I would say that even our cute little theater here looks more spectacular from the outside than La Scala. Plain stone walls from the outside, small, no foyer full of pomp, narrow corridors. As we still wondered about the underwhelming simplicity of the place, we entered the auditorium. First thought: there cannot be this much space in this building! But ultimately, all the red velvet plush seats, the big circle of boxes and galleries on six floors, the huge curtain, all the gold and red, all this space that would be occupied by sonar waves where ostentatious enough to be overwhelming.
The stage design worked with a lot of mirrors, creating a brilliant palais (and bedroom and park) full of genuine little optical surprises. [Production Photos]
Joyce DiDonato as Octavian, could there been anything more delightful? Her Octavian wasn’t as “dual” as one might expect a pant role to be (as for the gender aspect – but I think that was solely due to too tight pants!), but she played it no less convincing, no less beautiful, no less heart-melting. It felt like I had to drown in Octavian’s emotions. And could there have been a cuter Mariandel? Thumbs up for the “Wiener Schmäh”, I loved it!
For the presentation of the rose, dressed in a white tail-code, Octavian descended a staircase, full of dignity and magic.
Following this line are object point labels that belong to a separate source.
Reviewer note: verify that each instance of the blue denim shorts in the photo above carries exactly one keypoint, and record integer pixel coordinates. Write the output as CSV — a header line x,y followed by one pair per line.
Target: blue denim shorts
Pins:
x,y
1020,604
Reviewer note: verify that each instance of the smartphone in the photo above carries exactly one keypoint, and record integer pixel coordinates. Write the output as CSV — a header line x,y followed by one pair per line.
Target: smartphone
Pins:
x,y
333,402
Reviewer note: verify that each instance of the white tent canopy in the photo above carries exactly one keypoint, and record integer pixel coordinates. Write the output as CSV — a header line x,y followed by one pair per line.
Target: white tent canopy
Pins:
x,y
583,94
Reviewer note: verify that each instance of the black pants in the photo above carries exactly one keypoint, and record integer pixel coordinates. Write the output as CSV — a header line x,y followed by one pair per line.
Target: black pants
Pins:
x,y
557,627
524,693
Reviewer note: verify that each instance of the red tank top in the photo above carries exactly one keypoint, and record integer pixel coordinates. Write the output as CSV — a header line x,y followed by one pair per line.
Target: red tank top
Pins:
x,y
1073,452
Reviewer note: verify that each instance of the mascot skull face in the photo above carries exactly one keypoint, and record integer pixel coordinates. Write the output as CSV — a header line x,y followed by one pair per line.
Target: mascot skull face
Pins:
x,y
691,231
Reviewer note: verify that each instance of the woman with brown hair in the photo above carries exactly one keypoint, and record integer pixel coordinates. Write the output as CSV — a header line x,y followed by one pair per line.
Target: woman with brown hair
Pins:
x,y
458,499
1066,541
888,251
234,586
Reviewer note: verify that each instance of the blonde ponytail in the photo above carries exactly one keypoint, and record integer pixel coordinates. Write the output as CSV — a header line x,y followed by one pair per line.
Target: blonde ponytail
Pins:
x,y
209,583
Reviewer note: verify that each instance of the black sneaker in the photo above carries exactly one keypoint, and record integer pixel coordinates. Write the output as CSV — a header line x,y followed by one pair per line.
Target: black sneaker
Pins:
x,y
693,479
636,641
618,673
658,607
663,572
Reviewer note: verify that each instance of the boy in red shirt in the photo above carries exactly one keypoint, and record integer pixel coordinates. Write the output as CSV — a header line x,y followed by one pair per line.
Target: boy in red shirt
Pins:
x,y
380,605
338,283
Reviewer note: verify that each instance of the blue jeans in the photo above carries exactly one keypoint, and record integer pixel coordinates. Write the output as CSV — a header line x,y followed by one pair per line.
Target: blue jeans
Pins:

One of the most beautiful moments of the whole opera, I almost cried. I did cry in the end, Octavian and Sophie finally dared to follow their heart and no one else stopped them (I mean, what are the odds of that happening in opera?). I love the gender play in this opera, but ultimately I didn’t care – there is a higher truth in a soprano and a mezzo (ahh… and this mezzo!!!!) singing this duet:
Spür’ nur dich, spür’ nur dich allein und dass wir beieinander sein! Geht all’s sonst wie ein Traum dahin vor meinem Sinn!
Ist ein Traum, kann nicht wirklich sein, dass wir zwei beieinander sein, beieinand’ für alle Zeit und Ewigkeit!
It is about a feeling that goes beyond gender constructions right into the heart. Again, no words.
So, the evening was great, “great and strange”. Strange, because as soon as the curtain had fallen, people started running out of the theater. In general, the audience didn’t seem very emotional, but leaving before the curtain call? Yeah, there we felt special again – young, enchanted, trying to absorb the magic of every second in this theater with some of the world’s greatest artist on stage who deserved credit for their fantastic show.
Next post more on why people go to the opera – or don’t.As for absorbing the magic: Of course we had inspected the building for the stage entrance and concluded our La Scala experience with a most cordial meeting with a not tall but great person.Finally someone who understands the protocol of test shots! (Auto-focus was in celebrity shock)
Ah, thanks to modern technical appliances, this can be the work of a one-handed, confused photographer shivering in excitement.